MINISTER OF STATE IN THE MINISTRY OF FINANCE
(SHRI NAMO NARAIN MEENA)
(a) to (c) According to Reserve Bank of India (RBI), there were three phases
of monetary measures during the last three years i.e., August 2008 to July
2011 as detailed below:
(i) From August 2008 till the mid-October 2008 the policy rates (repo and
reverse repo rate) were not changed. The repo rate was 9 per cent and the
reverse repo rate was 6 per cent.
(ii) In the wake of the global financial crisis triggered by the collapse of
Lehman Brothers, the RBI, beginning mid-September 2008, followed an
accommodative monetary policy stance. In addition to several other measures,
it also reduced the repo rate from 9.0 per cent to 4.75 per cent and the reverse
repo rate from 6 per cent to 3.25 per cent between mid-October 2008 to mid-April
2010 to mitigate the adverse impact of the global financial crisis on the Indian
economy.
(iii) Since mid-March 2010, the RBI has raised the repo rate eleven times by a
cumulative of 325 bps in view of inflationary pressures.

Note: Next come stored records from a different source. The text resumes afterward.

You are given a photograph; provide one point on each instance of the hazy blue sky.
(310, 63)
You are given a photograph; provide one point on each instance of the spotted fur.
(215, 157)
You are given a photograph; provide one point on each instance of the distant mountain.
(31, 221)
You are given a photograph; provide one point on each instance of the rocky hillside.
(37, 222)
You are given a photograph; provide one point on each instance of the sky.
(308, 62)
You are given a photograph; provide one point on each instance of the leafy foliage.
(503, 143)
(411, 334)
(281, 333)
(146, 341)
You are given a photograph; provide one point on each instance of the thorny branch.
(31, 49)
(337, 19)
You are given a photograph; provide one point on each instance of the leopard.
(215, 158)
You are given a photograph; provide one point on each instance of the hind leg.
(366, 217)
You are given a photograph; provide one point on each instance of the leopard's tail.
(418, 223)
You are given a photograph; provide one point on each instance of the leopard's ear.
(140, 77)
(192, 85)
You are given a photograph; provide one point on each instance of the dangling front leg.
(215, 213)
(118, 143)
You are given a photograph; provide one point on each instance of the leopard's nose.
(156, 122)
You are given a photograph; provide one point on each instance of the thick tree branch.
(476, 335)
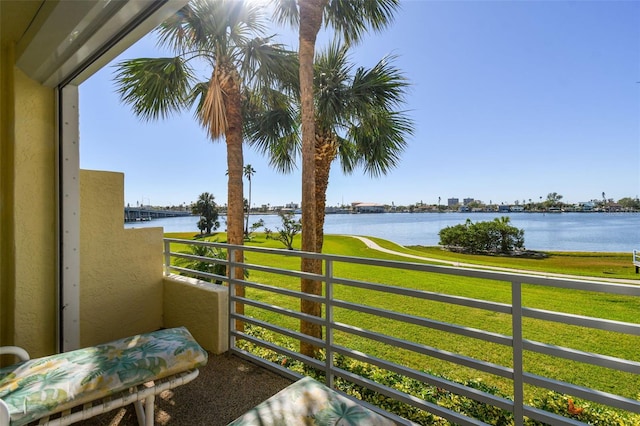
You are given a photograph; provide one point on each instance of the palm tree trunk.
(235, 163)
(310, 22)
(326, 152)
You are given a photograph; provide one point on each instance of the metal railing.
(273, 305)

Inflation during most part of 2010-11 and the first quarter of 2011-12 has remained
persistently much above the comfort level of the RBI. Inflationary pressures have
persisted due to a combination of supply and demand factors. A series of supply
shocks, particularly global commodity prices, resulted in increase in input costs,
exerting pressure on inflation. Supply side shocks also spilled over into a
generalised inflationary process reflecting robust demand. Non-food manufacturing
inflation remained much above the trend growth of 4 per cent, particularly during
the second half of 2010-11 and 2011-12 Q1 indicating the producers capacity to pass
on rising commodity input prices and wage costs to consumers. The RBI, therefore,
needed to raise the policy rates to contain inflation and anchor inflationary
expectations. Monetary measures work with long and variable lags. The impact of
past monetary measures effected by the RBI is still playing out. According to the
projection of the RBI, inflation is expected to be 7 per cent by March 2012.